Al entrar a la metrópoli por Indios Verdes, un espectacular se erige en lo alto sobre el cerro Zacatenco, pasando Lomas de San Juan Ixhuatepec -un nudo de pobreza urbana-, que muestra la cara de Delfina Gómez con la insignia “La esperanza se vota”.

¿La esperanza se vota? Supongo que sí. También la rabia. Y esa es la peligrosa bendición de la democracia. Se votan las vísceras como las ideas. Las emociones como las mentiras.

Más adelante, una fila de carros interminables avanzaba tan lento que el movimiento casi pasaba desapercibido. El no tan inusual embotellamiento esta vez lo había provocado un accidente. Una sábana manchada sangre cubría un cuerpo inerte, mismo que había salido disparado unos cuantos metros del automóvil deformado.

Los vecinos de los barrios aledaños miraban curiosos desde los cerros, atentos, pero no perturbados, como entendiendo hasta con cierta desidia lo inevitable que resulta la muerte, la súbita tragedia, la accidentada realidad.

Estas escenas que daban la bienvenida a la metrópoli parecían premonitorias, o más bien, un contundente recordatorio del estado de las cosas en México, de la flotante esperanza que se vota, con toda la contradicción que esto implica, con la violencia y la muerte que parecen ya ser parte de nuestro paisaje.

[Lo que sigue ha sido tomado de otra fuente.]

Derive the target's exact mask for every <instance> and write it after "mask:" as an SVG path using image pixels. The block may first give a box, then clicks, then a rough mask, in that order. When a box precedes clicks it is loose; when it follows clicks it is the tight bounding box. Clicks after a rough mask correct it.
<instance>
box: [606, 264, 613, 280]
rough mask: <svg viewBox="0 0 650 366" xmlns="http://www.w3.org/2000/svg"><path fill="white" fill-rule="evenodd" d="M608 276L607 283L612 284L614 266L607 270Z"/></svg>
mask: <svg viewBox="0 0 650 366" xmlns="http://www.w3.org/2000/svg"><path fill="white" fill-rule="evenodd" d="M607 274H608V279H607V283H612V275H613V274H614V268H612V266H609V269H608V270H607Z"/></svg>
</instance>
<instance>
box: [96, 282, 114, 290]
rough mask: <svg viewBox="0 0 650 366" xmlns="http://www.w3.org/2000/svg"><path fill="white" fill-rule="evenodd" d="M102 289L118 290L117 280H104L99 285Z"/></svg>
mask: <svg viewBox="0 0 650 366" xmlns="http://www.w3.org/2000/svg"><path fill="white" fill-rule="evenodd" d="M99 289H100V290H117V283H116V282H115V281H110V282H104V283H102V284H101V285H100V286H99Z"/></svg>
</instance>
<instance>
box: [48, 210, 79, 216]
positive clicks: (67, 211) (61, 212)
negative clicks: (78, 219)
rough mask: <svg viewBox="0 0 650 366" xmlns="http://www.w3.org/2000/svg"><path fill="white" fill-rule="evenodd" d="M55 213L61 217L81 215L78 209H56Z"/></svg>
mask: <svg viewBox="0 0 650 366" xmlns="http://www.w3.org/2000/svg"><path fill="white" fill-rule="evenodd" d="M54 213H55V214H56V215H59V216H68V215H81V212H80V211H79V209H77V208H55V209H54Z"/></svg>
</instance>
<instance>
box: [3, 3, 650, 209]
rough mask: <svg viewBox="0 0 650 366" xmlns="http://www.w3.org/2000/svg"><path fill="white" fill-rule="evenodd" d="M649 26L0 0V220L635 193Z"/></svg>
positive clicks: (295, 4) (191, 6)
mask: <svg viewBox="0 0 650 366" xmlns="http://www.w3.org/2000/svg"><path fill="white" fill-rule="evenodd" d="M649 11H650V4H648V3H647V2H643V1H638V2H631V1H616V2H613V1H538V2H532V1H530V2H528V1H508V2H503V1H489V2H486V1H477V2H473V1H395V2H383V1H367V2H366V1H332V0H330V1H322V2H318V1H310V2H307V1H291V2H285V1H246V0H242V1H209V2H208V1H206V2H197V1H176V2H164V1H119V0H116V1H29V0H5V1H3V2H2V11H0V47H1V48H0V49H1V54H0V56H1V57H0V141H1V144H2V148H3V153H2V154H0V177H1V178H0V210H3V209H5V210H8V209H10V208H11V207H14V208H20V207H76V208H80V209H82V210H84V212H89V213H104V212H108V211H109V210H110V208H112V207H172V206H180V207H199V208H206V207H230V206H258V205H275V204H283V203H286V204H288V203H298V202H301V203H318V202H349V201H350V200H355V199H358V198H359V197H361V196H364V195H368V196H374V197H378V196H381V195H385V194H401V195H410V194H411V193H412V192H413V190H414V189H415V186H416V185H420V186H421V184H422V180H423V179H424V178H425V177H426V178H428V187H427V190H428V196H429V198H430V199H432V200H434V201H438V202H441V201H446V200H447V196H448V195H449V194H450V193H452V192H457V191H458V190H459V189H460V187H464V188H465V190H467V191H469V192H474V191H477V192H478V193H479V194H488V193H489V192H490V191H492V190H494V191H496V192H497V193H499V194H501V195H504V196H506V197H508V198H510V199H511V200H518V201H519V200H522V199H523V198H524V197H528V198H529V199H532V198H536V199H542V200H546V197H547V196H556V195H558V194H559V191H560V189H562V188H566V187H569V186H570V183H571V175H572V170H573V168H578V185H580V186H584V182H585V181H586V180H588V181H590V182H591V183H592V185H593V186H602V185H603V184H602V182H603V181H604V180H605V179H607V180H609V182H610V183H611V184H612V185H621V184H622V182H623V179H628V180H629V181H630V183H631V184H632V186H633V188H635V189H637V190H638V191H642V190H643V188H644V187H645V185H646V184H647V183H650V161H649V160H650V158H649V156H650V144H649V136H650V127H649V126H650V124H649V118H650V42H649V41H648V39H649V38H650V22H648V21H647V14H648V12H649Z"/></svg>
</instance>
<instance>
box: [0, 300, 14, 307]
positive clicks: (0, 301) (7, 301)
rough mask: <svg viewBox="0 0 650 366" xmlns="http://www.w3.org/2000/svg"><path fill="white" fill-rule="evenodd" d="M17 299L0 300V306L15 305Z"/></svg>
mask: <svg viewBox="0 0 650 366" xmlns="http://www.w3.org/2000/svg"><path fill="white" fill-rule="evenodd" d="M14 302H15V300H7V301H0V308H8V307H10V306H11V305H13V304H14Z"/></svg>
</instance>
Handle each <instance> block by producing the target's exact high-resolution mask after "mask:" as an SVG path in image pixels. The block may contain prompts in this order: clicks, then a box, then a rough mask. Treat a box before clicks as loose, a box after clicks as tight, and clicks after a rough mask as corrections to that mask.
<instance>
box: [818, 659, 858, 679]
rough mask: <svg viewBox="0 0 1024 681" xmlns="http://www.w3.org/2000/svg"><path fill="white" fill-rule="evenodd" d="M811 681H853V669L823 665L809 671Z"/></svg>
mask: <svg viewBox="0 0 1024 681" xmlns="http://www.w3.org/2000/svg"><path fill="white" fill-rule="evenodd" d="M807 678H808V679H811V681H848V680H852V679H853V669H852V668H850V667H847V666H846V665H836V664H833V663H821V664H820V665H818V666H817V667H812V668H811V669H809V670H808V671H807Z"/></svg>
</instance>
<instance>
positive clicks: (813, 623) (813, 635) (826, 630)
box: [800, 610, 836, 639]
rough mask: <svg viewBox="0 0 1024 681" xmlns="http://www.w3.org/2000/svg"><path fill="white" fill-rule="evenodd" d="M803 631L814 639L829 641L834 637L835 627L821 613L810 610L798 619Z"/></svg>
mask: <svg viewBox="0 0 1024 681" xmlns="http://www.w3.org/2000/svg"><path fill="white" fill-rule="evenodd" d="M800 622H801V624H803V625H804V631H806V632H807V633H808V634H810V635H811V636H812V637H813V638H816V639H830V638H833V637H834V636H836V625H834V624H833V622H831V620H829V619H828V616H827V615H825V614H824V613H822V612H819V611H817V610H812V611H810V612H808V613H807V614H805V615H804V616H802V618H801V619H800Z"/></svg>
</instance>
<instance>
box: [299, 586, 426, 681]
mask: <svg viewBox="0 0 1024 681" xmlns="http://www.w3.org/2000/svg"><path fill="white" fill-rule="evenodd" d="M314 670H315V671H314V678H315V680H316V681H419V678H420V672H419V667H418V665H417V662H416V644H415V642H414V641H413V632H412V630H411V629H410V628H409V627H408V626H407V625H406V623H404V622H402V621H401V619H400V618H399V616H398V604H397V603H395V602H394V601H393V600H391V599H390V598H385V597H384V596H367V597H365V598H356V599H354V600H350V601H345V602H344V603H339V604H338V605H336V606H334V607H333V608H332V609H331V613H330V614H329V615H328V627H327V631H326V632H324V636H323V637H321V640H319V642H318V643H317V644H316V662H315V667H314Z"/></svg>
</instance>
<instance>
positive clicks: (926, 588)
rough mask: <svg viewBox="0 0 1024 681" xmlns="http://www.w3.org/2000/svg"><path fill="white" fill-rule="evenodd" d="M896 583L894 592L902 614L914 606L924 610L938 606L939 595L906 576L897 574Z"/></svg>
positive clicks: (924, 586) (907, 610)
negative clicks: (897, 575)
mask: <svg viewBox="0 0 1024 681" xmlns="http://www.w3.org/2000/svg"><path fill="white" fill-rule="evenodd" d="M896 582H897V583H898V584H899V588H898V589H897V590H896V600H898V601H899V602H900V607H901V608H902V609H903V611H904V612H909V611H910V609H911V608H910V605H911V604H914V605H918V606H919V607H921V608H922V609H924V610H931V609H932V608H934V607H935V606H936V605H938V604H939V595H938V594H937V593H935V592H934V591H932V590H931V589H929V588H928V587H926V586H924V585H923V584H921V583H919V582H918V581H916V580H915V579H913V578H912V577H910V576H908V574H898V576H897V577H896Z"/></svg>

Días antes, conversaba con un académico que diseccionaba la realidad política de México, y lo hacía, para mi sorpresa, con contundente optimismo. “Estamos siendo testigos de una operación de estómago, extirpando el cáncer y viendo todo lo podrido que hay dentro, y claro no es una vista agradable, pero sí es necesaria”, decía.

Hablamos de cómo la catarsis dolorosa y el momento que atraviesa el país, con toda su guerra sucia en pre-campaña, con dudosas alianzas políticas, innumerables denuncias y revelaciones de esquemas de corrupción, estafas, atropellos y abusos de autoridad; son de hecho señal de que nuestra democracia quizá esté empezando a funcionar.

Que todo sube e inevitablemente baja, que todo pasa y todo llega, y que las flores de la democracia también vienen con espinas. ¿O será que todo tiene que cambiar para que las cosas sigan igual? Y sea Heráclito o Lampedusa quien lo haya decretado, esto también podría explicar el ambiente político actual de incertidumbre que vivimos en México.

Este año electoral sin duda será determinante. No es sólo el año en el que se rota el poder y se elige a un nuevo presidente, es también el último periodo de una administración y un legado, por bueno o malo que éste sea.

En el vecino del norte, el último año de Barack Obama se vio ofuscado por los intentos de su equipo para preservar y proteger su legado y sus victorias legislativas más importantes ante la inminente llegada del populista Donald Trump.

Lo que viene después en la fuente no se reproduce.